Blaise’s Story: What would Ann, Karin, Fran and Bernie think? Mention the word “Integrity,” and many would agree it conveys values we hold in high regard. We know instinctively when someone we meet is a person of integrity. Engage that person, and you can feel her or his soundness and strength through your interaction. In the preservation world, “Integrity” carries much of those same qualities. Within preservation, we have a more methodical way of measuring the “Integrity” of an historic property, of determining whether a property continues to tell its story through its location, setting, design, association, workmanship, materials and feeling. You can easily point to any part of White Grass and see its strength through the integrity of its workmanship, design or setting.
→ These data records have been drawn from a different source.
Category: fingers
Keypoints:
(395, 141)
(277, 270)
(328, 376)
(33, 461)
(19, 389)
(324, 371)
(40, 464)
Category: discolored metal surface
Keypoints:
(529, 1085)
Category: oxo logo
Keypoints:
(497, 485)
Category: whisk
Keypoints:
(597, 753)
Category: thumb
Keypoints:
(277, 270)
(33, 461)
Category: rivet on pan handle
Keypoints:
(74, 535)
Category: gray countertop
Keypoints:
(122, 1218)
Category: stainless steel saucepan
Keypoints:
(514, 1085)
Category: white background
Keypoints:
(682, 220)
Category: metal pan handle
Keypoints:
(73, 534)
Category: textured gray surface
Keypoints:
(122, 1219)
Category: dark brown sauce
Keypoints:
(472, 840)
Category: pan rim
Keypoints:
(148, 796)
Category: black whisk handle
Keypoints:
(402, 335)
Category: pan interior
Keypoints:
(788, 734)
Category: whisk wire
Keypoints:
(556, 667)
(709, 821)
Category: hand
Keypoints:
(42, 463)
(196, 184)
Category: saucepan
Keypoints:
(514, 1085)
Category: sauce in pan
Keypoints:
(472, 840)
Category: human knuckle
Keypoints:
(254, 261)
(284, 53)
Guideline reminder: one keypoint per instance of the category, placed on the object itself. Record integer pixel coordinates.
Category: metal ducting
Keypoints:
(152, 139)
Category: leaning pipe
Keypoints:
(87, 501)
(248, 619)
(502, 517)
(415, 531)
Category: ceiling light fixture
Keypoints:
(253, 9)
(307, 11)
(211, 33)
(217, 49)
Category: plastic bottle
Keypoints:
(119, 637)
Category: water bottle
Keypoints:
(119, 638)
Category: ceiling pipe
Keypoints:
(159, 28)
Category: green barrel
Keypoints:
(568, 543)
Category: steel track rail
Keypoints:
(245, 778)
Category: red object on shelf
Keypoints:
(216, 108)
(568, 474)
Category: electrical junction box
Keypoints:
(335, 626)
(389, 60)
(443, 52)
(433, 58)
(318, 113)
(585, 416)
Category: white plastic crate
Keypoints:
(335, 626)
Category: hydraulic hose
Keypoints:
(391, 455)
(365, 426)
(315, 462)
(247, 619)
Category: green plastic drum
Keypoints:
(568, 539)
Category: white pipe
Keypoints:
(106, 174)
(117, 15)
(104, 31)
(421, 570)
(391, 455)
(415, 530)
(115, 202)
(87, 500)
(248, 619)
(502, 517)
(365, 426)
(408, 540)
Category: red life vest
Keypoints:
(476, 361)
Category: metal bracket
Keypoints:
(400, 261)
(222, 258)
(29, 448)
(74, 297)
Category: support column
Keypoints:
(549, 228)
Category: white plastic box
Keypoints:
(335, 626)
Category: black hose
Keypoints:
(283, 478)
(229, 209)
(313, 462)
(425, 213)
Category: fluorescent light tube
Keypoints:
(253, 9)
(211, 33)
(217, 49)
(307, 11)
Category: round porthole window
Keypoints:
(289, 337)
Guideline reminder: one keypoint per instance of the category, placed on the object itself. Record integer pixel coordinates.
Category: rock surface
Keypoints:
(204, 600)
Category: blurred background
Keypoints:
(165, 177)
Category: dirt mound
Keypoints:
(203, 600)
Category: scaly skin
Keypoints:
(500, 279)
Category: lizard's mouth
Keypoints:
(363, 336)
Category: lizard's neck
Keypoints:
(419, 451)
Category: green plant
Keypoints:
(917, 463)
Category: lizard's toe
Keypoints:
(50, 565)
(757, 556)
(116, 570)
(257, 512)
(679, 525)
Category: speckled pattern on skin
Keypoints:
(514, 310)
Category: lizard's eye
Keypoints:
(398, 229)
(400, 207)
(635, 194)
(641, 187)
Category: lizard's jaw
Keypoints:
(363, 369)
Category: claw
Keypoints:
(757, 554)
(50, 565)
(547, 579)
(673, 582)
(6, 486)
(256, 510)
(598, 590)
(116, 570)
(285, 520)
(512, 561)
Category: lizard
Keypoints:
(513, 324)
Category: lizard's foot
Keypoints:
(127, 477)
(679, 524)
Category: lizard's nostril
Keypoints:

Yet for me, the “Integrity” of White Grass is more about the feeling it imparts.  Let me explain.
Historic properties bear witness to events of our past. They carry a significance that is personal and unique to each of us. That significance is built from the stories, experiences and past lives of those who have come to this property before us. In historic preservation terms, the “Integrity” of a historic property is defined by its ability to convey that significance and those stories. Ever since my first visit to White Grass, I have been in awe of its setting–cabins, trails, fields, mountains and viewshed. I can visualize those whose footprints and stories have preceded me:  Bernie Huebner, who served as a “Kid” Dude (1953-60) and Wrangler (1961-62); Karin Gottlieb, Kitchen Help (mid 1960s) and Winter Caretaker (1968); Fran Strawbridge, Dude (1952-53) and Wrangler (1954-57); or Ann Messler Cuddy, Dude, Chore Girl and Wrangler (1946-1950s). I can feel the life that once existed on this ranch.

Today, as I see those field workers, preservation trainees and students who now come to the White Grass Preservation Training center, I cannot help but smile with how perfect a fit this is. How do you preserve the legacy of a place where people’s lives and stories became a part of our collective history? You preserve its very fabric, while breathing new life into it. What better purpose for White Grass than as a center for teaching the protection and preservation of significant places of our past. But more than that, White Grass will bear witness to the next generation of “ranch hands” – preservationists whose own stories will become part of the White Grass experience. It is a continuation of those stories that, I think, would make dudes and wranglers like Bernie, Karin, Fran and Ann proud.  That is how we measure “Integrity.”